The Christian subculture sometimes excludes Christ, though, For example, conservative Christian battles to keep nativity sets in parks strike me as odd and miss the whole point of Jesus' life and teaching. I think Jesus would have been much more concerned about helping the homeless in the park. As an artist friend once told me, we Christians often get caught up painting the flea and missing the dog.
This reminds me of Jonathan Larson's play Rent, which I saw at the Hult Center in Eugene a few years back. I remember thinking to myself during the intermission how raw and real the story was. Like the gospel, it wasn't a children’s story. In fact, it did a much better job of explaining the gospel than many Christian attempts. Here's my take on Rent. The story begins on Christmas Eve in New York City at the end of the second millennium. A group of young artists and their friends seek escape from the virtual reality of corporate America, the commercialized big city, and cyberspace. Some of the characters are suffering from homelessness (there is no room in the inn Holiday Inn on Christmas Eve, once again) and dying of AIDS and drug addictions. They are also suffering and dying from the absence of lasting meaning. Everything is for rent, even love. They do have one another, though at least for the moment. In the end, they find that they have more than the moment, for one of those who dies comes back to life, resurrecting life, hope, and meaning out of a culture of death and despair. Not only Rent but also those stories void of traces of Christian symbolism can illuminate Christ from particular angles. With this in mind, tales up and downstream in history from Christ may point to him like Greek tragedies and fertility cult legends of gods coming to earth, dying, and rising again.

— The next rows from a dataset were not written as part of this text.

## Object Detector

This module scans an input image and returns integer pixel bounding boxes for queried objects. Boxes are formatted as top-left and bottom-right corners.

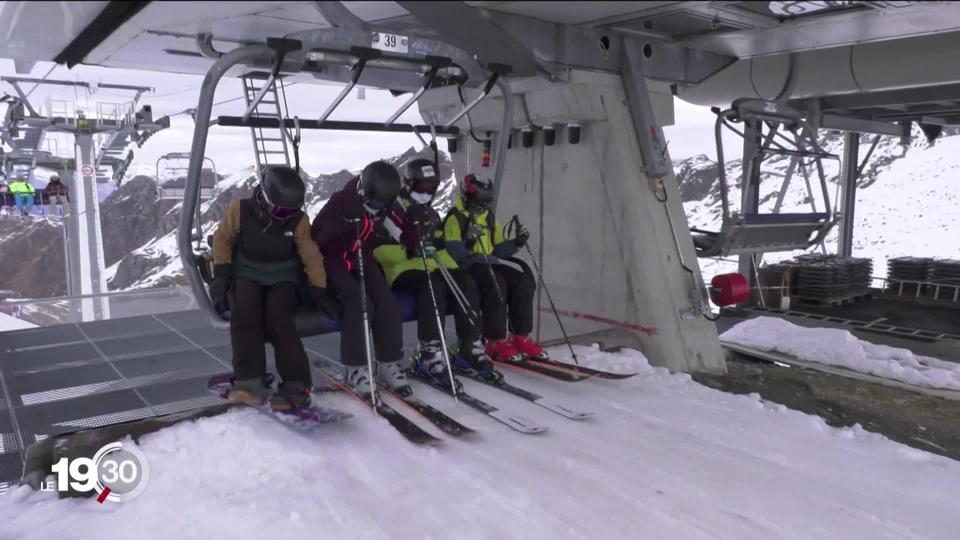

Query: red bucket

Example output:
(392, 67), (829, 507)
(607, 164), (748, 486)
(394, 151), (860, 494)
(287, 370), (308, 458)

(710, 272), (750, 307)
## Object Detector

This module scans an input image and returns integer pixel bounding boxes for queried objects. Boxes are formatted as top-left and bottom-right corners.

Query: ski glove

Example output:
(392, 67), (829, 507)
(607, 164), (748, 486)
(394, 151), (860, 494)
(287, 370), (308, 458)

(423, 242), (437, 259)
(210, 264), (233, 313)
(407, 204), (440, 240)
(513, 221), (530, 247)
(310, 287), (343, 320)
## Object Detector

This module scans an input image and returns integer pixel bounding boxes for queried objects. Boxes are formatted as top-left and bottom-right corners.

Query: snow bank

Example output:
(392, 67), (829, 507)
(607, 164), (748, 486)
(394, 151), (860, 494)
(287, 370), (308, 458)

(0, 313), (37, 332)
(720, 317), (960, 390)
(7, 347), (960, 540)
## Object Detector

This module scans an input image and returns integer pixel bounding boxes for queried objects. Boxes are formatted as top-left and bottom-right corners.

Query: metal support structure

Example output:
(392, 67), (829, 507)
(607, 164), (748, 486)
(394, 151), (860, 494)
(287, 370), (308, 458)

(184, 45), (275, 330)
(64, 133), (110, 321)
(837, 132), (860, 257)
(621, 47), (673, 180)
(737, 118), (763, 289)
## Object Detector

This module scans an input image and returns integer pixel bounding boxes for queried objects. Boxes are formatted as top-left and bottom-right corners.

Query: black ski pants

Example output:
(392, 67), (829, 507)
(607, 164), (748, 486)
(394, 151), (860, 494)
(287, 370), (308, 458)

(392, 270), (480, 343)
(230, 279), (312, 387)
(327, 265), (403, 366)
(465, 263), (537, 339)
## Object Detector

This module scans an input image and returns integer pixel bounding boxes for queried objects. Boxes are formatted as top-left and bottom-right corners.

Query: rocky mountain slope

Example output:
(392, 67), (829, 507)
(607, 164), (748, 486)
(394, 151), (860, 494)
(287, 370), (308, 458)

(0, 126), (960, 297)
(0, 148), (454, 298)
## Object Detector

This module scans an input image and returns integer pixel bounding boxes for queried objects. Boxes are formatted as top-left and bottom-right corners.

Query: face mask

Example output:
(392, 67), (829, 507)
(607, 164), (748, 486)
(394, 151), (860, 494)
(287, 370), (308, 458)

(410, 191), (433, 204)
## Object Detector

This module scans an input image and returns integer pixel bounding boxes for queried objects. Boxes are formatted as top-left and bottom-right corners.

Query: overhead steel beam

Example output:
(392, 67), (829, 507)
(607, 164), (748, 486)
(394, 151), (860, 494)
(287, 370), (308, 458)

(53, 0), (150, 68)
(313, 2), (370, 30)
(808, 84), (960, 111)
(442, 7), (736, 84)
(818, 114), (910, 137)
(397, 1), (544, 76)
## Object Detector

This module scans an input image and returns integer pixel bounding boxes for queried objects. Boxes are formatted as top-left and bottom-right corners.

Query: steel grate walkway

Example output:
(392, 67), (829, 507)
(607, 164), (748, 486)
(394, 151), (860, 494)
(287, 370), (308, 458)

(0, 311), (234, 491)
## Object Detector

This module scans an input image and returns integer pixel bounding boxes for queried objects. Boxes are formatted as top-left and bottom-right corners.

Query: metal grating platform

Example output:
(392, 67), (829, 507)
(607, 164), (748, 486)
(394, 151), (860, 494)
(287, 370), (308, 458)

(0, 311), (235, 492)
(0, 310), (416, 493)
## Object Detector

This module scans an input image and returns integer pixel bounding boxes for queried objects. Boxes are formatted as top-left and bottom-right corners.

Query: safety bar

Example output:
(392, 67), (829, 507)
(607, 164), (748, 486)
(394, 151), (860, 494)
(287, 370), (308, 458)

(177, 35), (513, 330)
(216, 116), (460, 137)
(443, 72), (500, 127)
(184, 45), (276, 330)
(383, 66), (440, 127)
(317, 58), (367, 124)
(243, 38), (303, 119)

Now, some may think that my attempt at engaging culture is wishful thinking, an exercise in unbounded creativity (or evidence of dementia). Others may think that the Christian story is but an illustration of the ongoing quest of the human spirit for immortality, one myth among many. But as C. S. Lewis claimed, this story is not myth alone, for "if ever a myth had become fact, had been incarnated, it would be just like this." Moreover, alternative explanations like those found in The Da Vinci Code, which denies Christ's divinity, are as problematic as the fundamentalist displacement of Christ to the strictly sacred realm both remove the divine Christ as Jesus of Nazareth from the worldly sphere. The whole point here is to get beyond the divide between the heavenly and earthly, the sacred and secular, and "break on through to the other side," to commandeer a line from Jim Morrison.
At the beginning of this piece, I drew attention to Morrison and The Doors and their impact on me while growing up. I fell upon them at a time when I was quite disillusioned with my conservative Christian subculture (not that my disillusionment has ever ceased) because it often reduces faith to religious externals and removes it from daily life. I was attracted to Morrison's passionate pursuit of his ideals and how he pushed against oppressive boundaries. Eventually though, I realized that what appealed to me in Morrison found its ideal expression in Christ, whose passionate pursuit of broken hearts and liberation of those the system oppressed led him to break on through to the other side. Those like me who dare claim to follow him will find him pushing against their own self imposed boundaries to make them more world oriented and culturally engaged than they would otherwise be.